Geçtiğimiz Pazar gecesi konuğumuz liseden arkadaşım,eşi ve de 7 yaşındaki küçük oğlu özgür’dü.
Karnının tok olduğunu söyleyen ufaklık çok fazla yemek masasında durmak istemedi. İçeri odaya geçti ve bir süre sonra beni yanına çağırarak bilgisayarımı açmamı, oyun oynamak istediğini söyledi.

Bilgisayarı açınca iki saniyede sitesini bulup oyununa başladı ufaklık.

Bir özgüre baktım bir de oyuna ve çocukluk günlerim aklıma geldi onları izlerken. Ataricide bir iki jeton alacak parayı ancak harçlık olarak veren bizimkiler o iki jetonla 3-5 dakika ya oynanıp yada oynanamayacağını bilemezlerdi tabi.Bilseler daha fazla para verirlermiydi? Hiç sanmıyorum. Yani anlıyacağınız içim giderdi diğer arkadaşlarım gibi ama yapacak başka bir şey yoktu. Oynanan oyunlarda şimdikilerle asla kıyaslanamayacak kadar basit ve ucuz oyunlardı fakat dijital ekran şimdi nasıl çekiyorsa ocukları o zamanda öylesine çektiği muhakkak.

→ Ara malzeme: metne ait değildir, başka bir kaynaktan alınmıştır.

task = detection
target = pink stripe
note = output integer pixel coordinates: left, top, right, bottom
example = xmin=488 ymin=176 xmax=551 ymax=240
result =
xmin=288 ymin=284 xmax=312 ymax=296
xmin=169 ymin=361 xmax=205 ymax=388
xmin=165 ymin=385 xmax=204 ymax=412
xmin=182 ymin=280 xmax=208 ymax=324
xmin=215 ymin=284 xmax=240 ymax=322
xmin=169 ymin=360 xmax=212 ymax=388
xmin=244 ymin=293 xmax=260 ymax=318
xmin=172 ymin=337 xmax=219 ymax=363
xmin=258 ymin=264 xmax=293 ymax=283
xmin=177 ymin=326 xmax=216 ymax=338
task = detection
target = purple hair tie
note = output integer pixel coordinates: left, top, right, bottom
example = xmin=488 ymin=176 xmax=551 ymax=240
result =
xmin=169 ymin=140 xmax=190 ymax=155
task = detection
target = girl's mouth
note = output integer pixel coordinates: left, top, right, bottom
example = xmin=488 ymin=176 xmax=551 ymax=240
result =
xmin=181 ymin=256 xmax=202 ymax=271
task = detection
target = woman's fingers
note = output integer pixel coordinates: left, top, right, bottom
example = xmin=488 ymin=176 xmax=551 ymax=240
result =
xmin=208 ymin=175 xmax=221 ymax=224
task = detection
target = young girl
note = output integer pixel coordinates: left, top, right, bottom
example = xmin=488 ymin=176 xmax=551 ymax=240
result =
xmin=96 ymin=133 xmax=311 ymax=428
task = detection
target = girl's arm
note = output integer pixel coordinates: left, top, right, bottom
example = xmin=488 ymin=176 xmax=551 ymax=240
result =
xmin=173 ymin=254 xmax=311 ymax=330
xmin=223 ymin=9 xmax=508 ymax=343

Tüm bunları kafamdan geçiriken özgür’e döndüm ve dedim ki, bir zamanlar paramız yoktu oyun oynamak için; şimdi ise para var ama heves geçti. Anlayamadı aslan parçası belki demek istediğimi ama cidden heves sıfır atık.
Etrafımızda hala bazı koca bebekler playstation diye kendilerini yırtıp ekran karşısında sabahlıyorlar, gol falan atmasınlar yeri göğü inletiyorlar. Bende ise iş işten geçmiş, öyle bir zevkten eser kalmamış. Game over yani.